Astrophysicists realized that it might be possible for these giant clouds of gas to collapse on their own. The trick is to keep them warm enough. If they cool off too quickly, then instead of collapsing as a monolithic entity, they fragment into many smaller pockets, producing a batch of normal-size stars.

Elements heavier than helium, known as "metals" in the jargon of astronomy, are very efficient at cooling off clouds of gas, because they can emit radiation at a variety of wavelengths. But those are absent in the early universe. Molecular hydrogen can also do the trick. But if there's enough ultraviolet (UV) radiation blasting around those gas clouds, then it breaks apart the molecules and keeps hydrogen in its atomic state.

If the conditions are just right, the gas cloud collapses into a gigantic, star-like structure that can weigh over 10,000 solar masses. Immediately, a black hole forms in its core, which then sucks in the surrounding material, quickly plumping up to a mass of over 1,000, or even 10,000, times the mass of the sun.

But there's one problem: We don't know how to generate that much UV radiation in the early universe. The handiest source of UV radiation is stars, which are in short supply … before the appearance of stars.

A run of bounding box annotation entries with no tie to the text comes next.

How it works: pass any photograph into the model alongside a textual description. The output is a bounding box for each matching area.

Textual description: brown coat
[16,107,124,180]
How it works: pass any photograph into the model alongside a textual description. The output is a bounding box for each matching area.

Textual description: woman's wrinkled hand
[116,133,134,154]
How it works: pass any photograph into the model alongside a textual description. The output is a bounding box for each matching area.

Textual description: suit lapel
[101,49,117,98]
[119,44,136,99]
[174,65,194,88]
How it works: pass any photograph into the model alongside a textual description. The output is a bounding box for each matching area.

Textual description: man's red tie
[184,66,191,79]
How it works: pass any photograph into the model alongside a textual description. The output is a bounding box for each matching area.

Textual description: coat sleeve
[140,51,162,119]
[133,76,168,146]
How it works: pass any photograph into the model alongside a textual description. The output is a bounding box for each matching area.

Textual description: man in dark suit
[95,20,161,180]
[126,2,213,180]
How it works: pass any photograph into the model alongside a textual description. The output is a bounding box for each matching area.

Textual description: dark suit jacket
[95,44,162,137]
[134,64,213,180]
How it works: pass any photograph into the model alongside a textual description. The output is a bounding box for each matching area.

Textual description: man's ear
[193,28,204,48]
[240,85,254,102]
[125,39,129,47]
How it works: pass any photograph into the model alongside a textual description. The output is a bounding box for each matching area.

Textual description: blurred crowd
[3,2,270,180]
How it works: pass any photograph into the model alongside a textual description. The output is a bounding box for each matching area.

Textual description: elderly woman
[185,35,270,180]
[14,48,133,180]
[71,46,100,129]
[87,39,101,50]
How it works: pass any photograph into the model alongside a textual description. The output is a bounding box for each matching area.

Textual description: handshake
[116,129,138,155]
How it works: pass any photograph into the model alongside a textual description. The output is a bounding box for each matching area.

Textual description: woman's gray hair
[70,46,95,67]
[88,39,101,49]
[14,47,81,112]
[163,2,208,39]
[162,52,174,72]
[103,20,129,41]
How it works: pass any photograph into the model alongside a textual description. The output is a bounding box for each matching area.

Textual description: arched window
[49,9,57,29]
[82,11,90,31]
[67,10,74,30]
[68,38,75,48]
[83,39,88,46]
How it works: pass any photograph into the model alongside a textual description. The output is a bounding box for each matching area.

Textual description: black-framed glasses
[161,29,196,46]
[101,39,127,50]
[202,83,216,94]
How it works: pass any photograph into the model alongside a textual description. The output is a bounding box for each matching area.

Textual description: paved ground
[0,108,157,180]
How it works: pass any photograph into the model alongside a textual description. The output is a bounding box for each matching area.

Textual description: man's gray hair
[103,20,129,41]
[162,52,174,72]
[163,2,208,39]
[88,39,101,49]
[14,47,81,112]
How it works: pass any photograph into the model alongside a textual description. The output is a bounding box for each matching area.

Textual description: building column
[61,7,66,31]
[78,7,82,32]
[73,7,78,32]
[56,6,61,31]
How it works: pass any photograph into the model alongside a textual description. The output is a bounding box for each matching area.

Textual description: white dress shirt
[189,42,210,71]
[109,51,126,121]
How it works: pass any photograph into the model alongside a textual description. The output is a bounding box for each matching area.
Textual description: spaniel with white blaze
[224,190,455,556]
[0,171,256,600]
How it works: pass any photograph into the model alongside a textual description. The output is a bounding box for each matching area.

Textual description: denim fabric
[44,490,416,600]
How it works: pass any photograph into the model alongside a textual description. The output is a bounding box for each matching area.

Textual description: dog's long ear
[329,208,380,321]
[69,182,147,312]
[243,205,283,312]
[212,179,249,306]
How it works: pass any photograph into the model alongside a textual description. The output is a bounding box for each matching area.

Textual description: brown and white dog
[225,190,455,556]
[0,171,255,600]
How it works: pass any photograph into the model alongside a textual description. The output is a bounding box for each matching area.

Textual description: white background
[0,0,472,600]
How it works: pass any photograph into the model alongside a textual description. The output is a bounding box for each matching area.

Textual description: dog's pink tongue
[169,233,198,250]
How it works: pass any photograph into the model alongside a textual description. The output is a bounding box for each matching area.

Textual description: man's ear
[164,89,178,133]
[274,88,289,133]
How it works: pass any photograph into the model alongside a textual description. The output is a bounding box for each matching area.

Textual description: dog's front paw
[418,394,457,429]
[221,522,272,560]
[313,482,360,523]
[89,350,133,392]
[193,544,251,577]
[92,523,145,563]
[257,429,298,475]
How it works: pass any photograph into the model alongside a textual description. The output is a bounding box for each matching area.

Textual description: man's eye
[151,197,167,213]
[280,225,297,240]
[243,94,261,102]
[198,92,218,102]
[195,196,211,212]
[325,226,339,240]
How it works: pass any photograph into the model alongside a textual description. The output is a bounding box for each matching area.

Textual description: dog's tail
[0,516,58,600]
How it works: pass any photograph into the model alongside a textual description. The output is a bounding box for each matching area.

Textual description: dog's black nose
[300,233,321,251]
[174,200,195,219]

In recent years, astrophysicists have put together a variety of proposals to keep the hydrogen gas clouds heated. Some ideas rely on the first stars at the cosmic dawn to heat nearby clumps. Others are more exotic, relying on hypothetical forms of dark matter that could convert into radiation in the early, heady days of the universe.

Ultimately, we're not sure how giant black holes got so huge in the early universe. It could be from direct collapse; it could be from some exotic process; it could be from something we haven't figured out yet. But that's exactly why instruments like JWST are so useful: They create mysteries, but hopefully, they also help to solve those puzzles.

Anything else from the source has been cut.